A Soviet-made ground-effect vehicle recently made news when a blogger photographed it beached on a Caspian Seashore. The formidable war machine that was designed to pierce the waters and annihilate enemy forces was discarded for good when the Soviet Union collapsed in 1991.

Turns out, there is another representative of the almost extinct breed located in Nizhny Novgorod, a Russian city on the Volga River.

This Soviet-made ground-effect vehicle — known as an ‘ekranoplan’ (which roughly translates as “screen glider”) in Russian — is almost identical to the Caspian Sea monster, also known as ‘The Lun’.

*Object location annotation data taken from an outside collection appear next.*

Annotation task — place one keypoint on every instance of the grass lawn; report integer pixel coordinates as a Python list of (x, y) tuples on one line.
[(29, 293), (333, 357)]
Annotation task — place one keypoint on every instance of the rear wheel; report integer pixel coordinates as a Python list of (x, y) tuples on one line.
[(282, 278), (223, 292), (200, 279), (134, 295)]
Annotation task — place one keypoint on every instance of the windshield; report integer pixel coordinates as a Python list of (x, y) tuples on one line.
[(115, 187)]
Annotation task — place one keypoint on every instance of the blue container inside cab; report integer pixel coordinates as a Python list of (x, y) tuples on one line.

Just as its twin from Derbent, the wingship in Nizhny Novgorod was designed to annihilate hostile force by swiftly “flying” over a body of water, due to pressure underneath its body created by its giant wings.

In contrast to the “Lun” wingship, however, its twin was repurposed from a war machine to an emergency vehicle and named accordingly: spasatel (the ‘Rescuer’).

“Initially, it was the same model [as the ‘Lun’], but they had no time to complete it and decided to turn it into a civilian ship. That’s how the ship became a big hospital. A hundred and fifty beds and, if necessary, it could carry five hundred people at a time,” said Tatyana Alekseyeva, an engineer who participated in the construction of the two ground-effect vehicles developed in the Alekseyev Central Hydrofoil Design Bureau [named after her father] in the USSR in the 1980s.

Compared to ‘Lun’, the ‘Rescuer’ may appear less intimidating, as it lacks anti-ship cruise missiles, which were removed after the warship was redesigned into a unique civilian machine.

Yet, the two are comparable in size. The ‘Rescuer’ is 93 meters long and has a wingspan of 44 meters. It could reach a cruise speed of 550 km/h (341 mph), a level unmatched by any other heavy ships of the time.

Just as the wingship from Derbent, the ‘Rescuer’ was abandoned at the time of the Soviet Union collapse.

Today, it rests by a factory in Nizhny Novgorod and beckons travel bloggers and photographers as a unique example of the Soviet engineering aspirations that were never fulfilled.